Ini Prioritas Subsidi untuk RAPBN 2019

Kompas.com - 12/07/2018, 17:08 WIB
Ilustrasi: Pekerja mengisi LPG ke tabung Elpiji ukuran tiga kilogram di Depot LPG Tanjung Priok, Jakarta, Jumat (28/7/2017). ANTARA FOTO/Widodo S Jusuf Ilustrasi: Pekerja mengisi LPG ke tabung Elpiji ukuran tiga kilogram di Depot LPG Tanjung Priok, Jakarta, Jumat (28/7/2017).

JAKARTA, KOMPAS.com - Badan Anggaran DPR RI yang telah membahas pendahuluan untuk Rancangan APBN 2019 bersama pemerintah telah menetapkan kebijakan umum belanja pemerintah pusat. Dalam komponen belanja, salah satu yang disertakan adalah arah kebijakan subsidi.

Wakil Ketua Banggar DPR RI Jazilul Fawaid dalam rapat paripurna di DPR RI, Kamis (12/7/2018) siang, membagi kebijakan subsidi ke beberapa bagian, yakni subsidi bahan bakar minyak (BBM) dan elpiji tabung 3 kilogram, subsidi listrik, serta subsidi non energi.

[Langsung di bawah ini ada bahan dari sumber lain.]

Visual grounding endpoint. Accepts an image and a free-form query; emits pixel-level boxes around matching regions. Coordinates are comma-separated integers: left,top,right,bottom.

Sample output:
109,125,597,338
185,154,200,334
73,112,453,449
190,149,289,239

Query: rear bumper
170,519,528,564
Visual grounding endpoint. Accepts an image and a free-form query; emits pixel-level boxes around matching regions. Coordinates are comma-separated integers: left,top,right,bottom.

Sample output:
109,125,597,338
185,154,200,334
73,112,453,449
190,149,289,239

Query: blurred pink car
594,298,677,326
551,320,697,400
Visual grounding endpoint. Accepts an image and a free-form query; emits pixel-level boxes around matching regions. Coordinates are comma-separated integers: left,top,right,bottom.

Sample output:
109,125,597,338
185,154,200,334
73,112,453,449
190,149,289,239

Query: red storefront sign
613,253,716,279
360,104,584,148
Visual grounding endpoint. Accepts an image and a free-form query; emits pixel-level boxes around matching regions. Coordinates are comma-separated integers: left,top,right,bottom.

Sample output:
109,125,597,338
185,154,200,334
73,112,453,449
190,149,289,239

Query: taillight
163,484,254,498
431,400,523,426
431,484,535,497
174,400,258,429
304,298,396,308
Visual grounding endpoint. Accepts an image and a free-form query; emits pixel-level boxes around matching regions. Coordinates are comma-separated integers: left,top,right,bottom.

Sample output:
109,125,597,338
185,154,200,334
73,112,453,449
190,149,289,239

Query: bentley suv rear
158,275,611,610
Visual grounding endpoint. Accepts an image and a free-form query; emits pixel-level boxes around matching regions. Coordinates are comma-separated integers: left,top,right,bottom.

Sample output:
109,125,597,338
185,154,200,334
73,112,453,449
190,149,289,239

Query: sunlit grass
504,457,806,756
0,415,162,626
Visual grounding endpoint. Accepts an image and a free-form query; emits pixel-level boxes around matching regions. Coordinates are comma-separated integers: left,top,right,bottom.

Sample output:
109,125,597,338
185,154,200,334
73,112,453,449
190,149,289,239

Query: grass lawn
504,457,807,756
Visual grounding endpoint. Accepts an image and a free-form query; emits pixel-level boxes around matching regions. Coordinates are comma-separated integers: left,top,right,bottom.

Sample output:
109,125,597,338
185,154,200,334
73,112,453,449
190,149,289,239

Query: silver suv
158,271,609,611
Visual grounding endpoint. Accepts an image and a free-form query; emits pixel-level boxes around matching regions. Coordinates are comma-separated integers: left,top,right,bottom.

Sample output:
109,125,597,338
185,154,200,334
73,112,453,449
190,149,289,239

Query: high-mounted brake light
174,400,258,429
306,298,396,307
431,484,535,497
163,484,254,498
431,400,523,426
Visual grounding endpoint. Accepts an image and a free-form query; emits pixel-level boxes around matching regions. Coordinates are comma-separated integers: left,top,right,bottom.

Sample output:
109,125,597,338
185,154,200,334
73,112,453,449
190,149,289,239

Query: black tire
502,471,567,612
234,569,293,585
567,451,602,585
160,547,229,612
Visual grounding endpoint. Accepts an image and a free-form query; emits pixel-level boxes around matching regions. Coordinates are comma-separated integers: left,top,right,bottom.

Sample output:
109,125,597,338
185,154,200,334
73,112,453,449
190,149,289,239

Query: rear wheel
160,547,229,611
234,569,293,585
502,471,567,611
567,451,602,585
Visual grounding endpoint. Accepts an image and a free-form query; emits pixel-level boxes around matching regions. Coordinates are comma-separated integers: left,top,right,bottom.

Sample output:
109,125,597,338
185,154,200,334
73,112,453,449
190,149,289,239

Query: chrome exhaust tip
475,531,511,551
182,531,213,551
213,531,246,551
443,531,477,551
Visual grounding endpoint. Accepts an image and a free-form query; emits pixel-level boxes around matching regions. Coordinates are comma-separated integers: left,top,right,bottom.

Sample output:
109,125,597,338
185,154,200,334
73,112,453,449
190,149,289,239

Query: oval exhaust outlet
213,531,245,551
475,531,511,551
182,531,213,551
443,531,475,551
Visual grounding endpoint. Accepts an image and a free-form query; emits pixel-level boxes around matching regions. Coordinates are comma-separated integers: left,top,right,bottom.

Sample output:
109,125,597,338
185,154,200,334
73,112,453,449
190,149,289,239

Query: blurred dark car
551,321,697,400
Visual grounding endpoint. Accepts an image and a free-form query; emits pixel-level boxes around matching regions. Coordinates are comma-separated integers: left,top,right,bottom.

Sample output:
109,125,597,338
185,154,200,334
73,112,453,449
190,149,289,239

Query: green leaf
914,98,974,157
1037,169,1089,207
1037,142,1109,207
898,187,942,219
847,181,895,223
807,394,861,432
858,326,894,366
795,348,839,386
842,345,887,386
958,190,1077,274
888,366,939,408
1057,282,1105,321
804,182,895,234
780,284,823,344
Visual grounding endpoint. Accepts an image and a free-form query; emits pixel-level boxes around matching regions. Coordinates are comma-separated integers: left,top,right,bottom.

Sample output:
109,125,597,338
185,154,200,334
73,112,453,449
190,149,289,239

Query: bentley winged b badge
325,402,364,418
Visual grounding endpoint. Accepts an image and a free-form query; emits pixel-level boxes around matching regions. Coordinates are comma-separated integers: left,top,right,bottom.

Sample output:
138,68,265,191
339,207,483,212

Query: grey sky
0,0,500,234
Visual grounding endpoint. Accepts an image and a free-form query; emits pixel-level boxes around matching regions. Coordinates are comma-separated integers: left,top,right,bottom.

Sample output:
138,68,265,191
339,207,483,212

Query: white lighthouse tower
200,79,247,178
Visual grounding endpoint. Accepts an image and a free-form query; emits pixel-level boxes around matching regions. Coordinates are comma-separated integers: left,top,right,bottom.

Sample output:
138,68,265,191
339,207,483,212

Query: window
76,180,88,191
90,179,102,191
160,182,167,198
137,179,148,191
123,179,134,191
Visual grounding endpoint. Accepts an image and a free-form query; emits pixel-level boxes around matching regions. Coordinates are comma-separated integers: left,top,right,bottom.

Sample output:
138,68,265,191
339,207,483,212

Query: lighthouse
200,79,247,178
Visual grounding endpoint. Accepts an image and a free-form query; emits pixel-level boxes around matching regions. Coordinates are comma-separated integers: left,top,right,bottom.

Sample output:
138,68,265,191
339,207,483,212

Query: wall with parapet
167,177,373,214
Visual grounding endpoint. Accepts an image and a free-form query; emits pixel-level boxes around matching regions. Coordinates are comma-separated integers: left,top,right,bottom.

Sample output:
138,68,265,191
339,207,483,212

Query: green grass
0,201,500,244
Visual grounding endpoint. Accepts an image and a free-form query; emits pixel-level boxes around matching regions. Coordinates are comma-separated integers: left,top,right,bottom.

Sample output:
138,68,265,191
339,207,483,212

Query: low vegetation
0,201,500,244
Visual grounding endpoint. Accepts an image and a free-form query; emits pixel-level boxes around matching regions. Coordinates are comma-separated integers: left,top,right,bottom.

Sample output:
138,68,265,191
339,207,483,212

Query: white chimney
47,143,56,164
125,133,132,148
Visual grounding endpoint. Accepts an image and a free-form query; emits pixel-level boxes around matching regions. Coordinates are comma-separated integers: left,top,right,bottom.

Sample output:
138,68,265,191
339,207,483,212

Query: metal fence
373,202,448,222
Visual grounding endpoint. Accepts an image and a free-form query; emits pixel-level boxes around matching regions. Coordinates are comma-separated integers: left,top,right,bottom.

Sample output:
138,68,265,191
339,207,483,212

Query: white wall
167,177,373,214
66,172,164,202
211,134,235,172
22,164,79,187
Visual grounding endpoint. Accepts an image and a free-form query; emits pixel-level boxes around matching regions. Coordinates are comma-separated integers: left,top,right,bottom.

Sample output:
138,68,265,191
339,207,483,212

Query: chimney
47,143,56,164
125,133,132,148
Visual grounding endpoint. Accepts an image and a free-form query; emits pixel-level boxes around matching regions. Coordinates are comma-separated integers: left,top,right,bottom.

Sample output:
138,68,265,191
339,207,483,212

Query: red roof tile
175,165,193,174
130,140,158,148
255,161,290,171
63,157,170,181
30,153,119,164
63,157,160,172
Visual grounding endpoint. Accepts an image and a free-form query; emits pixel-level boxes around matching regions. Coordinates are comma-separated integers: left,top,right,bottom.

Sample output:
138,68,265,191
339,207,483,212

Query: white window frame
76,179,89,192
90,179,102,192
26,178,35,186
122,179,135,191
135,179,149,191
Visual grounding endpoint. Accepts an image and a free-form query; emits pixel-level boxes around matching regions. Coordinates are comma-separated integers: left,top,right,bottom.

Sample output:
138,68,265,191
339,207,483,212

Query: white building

"Melanjutkan pemberian subsidi tetap untuk BBM jenis minyak solar dan subsidi atau selisih harga untuk minyak tanah dan elpiji tabung 3 kilogram," kata Jazilul di hadapan peserta rapat.

Selain itu, pemerintah juga diminta untuk menyalurkan elpiji tabung 3 kilogram lebih tepat sasaran serta mengintegrasikan bantuan tersebut dengan program bantuan sosial yang lain. Pemerintah juga disarankan agar penyaluran subsidi elpiji tabung 3 kilogram dilakukan dengan pola tertutup.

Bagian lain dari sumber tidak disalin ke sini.